Dänemark und USA verkünden Durchbruch im Grönland-Streit

19.09.2026 06:23

Donald Trumps Drohung, Grönland zu annektieren, stellte die Nato vor
eine Zerreißprobe. Nun soll es in dem Dauerstreit eine Einigung
geben. Doch die Darstellungen dazu klingen unterschiedlich.

Nuuk/Kopenhagen/Washington (dpa) - Die USA, Dänemark und Grönland
haben nach langem Streit um die strategisch bedeutsame Arktisinsel
überraschend einen Durchbruch verkündet. In der kommenden Woche werde
voraussichtlich ein Abkommen mit den USA unterzeichnet, teilten die
Regierungen von Dänemark und Grönland mit. US-Präsident Donald Trump

hatte kurz zuvor erklärt, das Abkommen sei schon besiegelt. Die
Darstellung der Regierungen in Kopenhagen und Nuuk klang nicht nur in
diesem Punkt etwas anders.

Trump zufolge sichern sich die USA mit der Vereinbarung weitreichende
Befugnisse und Kontrolle über die weltgrößte Insel, die zwar
weitgehend autonom ist, aber zum dänischen Hoheitsgebiet gehört. «Die

Vereinigten Staaten haben ein Abkommen mit dem Königreich Dänemark
und Grönland geschlossen, das den Vereinigten Staaten die dauerhafte
Kontrolle über die Sicherheit und alle anderen Belange in Grönland
gewährt», schrieb er auf der Plattform Truth Social. Die USA dürften

fortan tun, was immer nötig sei, um die Insel zu verteidigen. Kosten
entstünden ihnen durch die Vereinbarung nicht.

Trump hatte in der Vergangenheit wiederholt damit gedroht, die
frühere dänische Kolonie zu annektieren. Dann versuchte er, mit
Strafzöllen einen Verkauf an die USA zu erzwingen. Trump begründete
dies mit Sicherheitsinteressen der USA und damit, dass Feinde der
Vereinigten Staaten wie China und Russland die Insel unter ihre
Kontrolle bringen wollten - und Dänemark dem nichts entgegenzusetzen
habe.

Ohne ausdrückliche Genehmigung der USA dürften ihre Feinde fortan
keine militärischen Stützpunkte mehr auf der Insel errichten, teilte
Trump nun mit. Gleiches gelte für «sensible Investitionen» in
Grönland - wobei er nicht näher ausführte, was damit gemeint ist.
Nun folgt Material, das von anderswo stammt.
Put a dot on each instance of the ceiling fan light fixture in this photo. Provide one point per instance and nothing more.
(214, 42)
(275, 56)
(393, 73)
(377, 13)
«Aussicht auf ein gutes Abkommen»

Die dänische und grönländische Seite bestätigten diese Darstellung

Trumps so nicht. Zum konkreten Inhalt des Abkommens und den Rechten
oder Pflichten der Vertragsparteien machten sie keine Angaben. Auch
wiesen sie auf weitere Zwischenetappen hin, die noch bevorstünden.
Laut der dänischen Regierung soll die Vereinbarung im Rahmen der
UN-Generalversammlung in der kommenden Woche besiegelt werden und
bedarf danach noch der Zustimmung des Parlaments, bevor sie in Kraft
treten kann.

Es handle sich um einen Deal, der «unsere gemeinsame Sicherheit in
der Arktis und im Nordatlantik stärkt und deshalb auch gut für die
Nato und Europa ist», wurde die dänische Regierungschefin Mette
Frederiksen in der gemeinsamen Mitteilung zitiert. Außerdem würden
die Souveränität und territoriale Integrität des dänischen
Königreichs und das Recht des grönländischen Volks auf
Selbstbestimmung anerkannt.

Frederiksen sprach von der «Aussicht auf ein gutes Abkommen». Der
grönländische Regierungschef Jens-Frederik Nielsen erklärte, «das
Abkommen erkennt Grönlands Interessen und unseren Platz in der
internationalen Zusammenarbeit an. Es nützt uns allen.»

Trump stellte Nato vor Zerreißprobe

Trumps frühere Drohungen hatten unter europäischen Staaten und den
Nato-Partnern der USA große Empörung und breiten Widerstand
ausgelöst. Das transatlantische Bündnis schien zeitweise vor einer
harten Zerreißprobe zu stehen. Auch Deutschland stellte sich in dem
Konflikt hinter Grönland und Dänemark, die beide immer wieder
betonten, die strategisch bedeutsame und rohstoffreiche Insel stehe
nicht zum Verkauf. 

Schon im Februar hieß es aber in Nato-Kreisen, es werde wohl darauf
hinauslaufen, dass die USA ihre Militärpräsenz auf Grönland künftig

ausweiten dürfen und möglicherweise auch ein Mitentscheidungsrecht
über bestimmte Investitionen auf der Arktisinsel bekommen. Grönland
und das umliegende Meer gelten im Bündnis als Tor zum Nordatlantik,
das eine zentrale Rolle für wichtige Handels-, Transport- und
Kommunikationsverbindungen zwischen Nordamerika und Europa spiele und
geschützt werden müsse.

Bekommt Grönland jetzt einen «Golden Dome»?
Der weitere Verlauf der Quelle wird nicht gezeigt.